11/16/2010—I did not know it when I wrote a recent blog post below about how reality is God-like, but there had been an argument about something like this in the public arena in 2007. Kelly O'Connor responded on The Rational Response Squad (a very good atheist blog) to a piece by Dinesh D’Souza in the Christian Science Monitor defending Kant’s view of the limits of reason in the Critique of Pure Reason that there is more to reality than the five senses can know. The senses cannot ascertain the validity of metaphysical truth. O’Connor asks, reasonably, how can we know what we cannot know?
Now, I don’t know Kant well or really at all (only secondary sources). But I do understand how the believer can experience reality is such a way that it shows the presence of God. It is because reality is God-like.
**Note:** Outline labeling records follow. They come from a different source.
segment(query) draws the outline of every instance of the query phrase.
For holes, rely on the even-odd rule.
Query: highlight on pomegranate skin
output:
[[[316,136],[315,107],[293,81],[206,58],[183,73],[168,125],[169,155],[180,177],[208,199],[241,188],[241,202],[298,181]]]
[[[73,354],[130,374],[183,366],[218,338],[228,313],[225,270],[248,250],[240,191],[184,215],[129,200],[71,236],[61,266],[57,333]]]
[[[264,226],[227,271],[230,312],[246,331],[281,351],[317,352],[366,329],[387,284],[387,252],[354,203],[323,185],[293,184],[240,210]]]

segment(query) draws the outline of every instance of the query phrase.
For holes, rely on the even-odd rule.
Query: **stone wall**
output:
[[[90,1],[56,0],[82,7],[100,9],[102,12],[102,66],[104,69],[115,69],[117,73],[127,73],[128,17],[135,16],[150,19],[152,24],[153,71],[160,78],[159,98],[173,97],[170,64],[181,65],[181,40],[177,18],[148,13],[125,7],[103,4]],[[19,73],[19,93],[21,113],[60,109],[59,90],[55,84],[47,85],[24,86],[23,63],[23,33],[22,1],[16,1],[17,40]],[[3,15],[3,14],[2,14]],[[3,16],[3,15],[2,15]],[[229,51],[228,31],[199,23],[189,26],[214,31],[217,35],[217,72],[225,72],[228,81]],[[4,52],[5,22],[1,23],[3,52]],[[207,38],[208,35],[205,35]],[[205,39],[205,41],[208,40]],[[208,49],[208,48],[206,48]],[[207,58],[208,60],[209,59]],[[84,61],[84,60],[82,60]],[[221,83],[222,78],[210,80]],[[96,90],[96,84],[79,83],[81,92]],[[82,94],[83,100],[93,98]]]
Consider Martin Luther King Jr.’s statement that the arc of the moral universe is long but it bends toward justice. Obviously Reverend King was thinking of the book of Exodus. African-Americans were like the slaves of Egypt. They were condemned to slavery for 400 years before God liberated them. King had faith that the same would happen here and to an extent it did (freedom did not solve all of the Israelites’ problems either).
The same is true for forgiveness of sin and the divine call to act for justice. Indeed the same is true for the belief that there is such a thing as justice. All of these are realities for the religious believer because, believing in God, they all actually happen. That may be why Kant thought religion to be rational.
Reality is structured in such a way that it is as if God exists. I don’t believe God exists because I don’t think unembodied will and intelligence is possible. But having been brought up in intense religion, I still experience reality as if God exists. And it is irrefutable experience.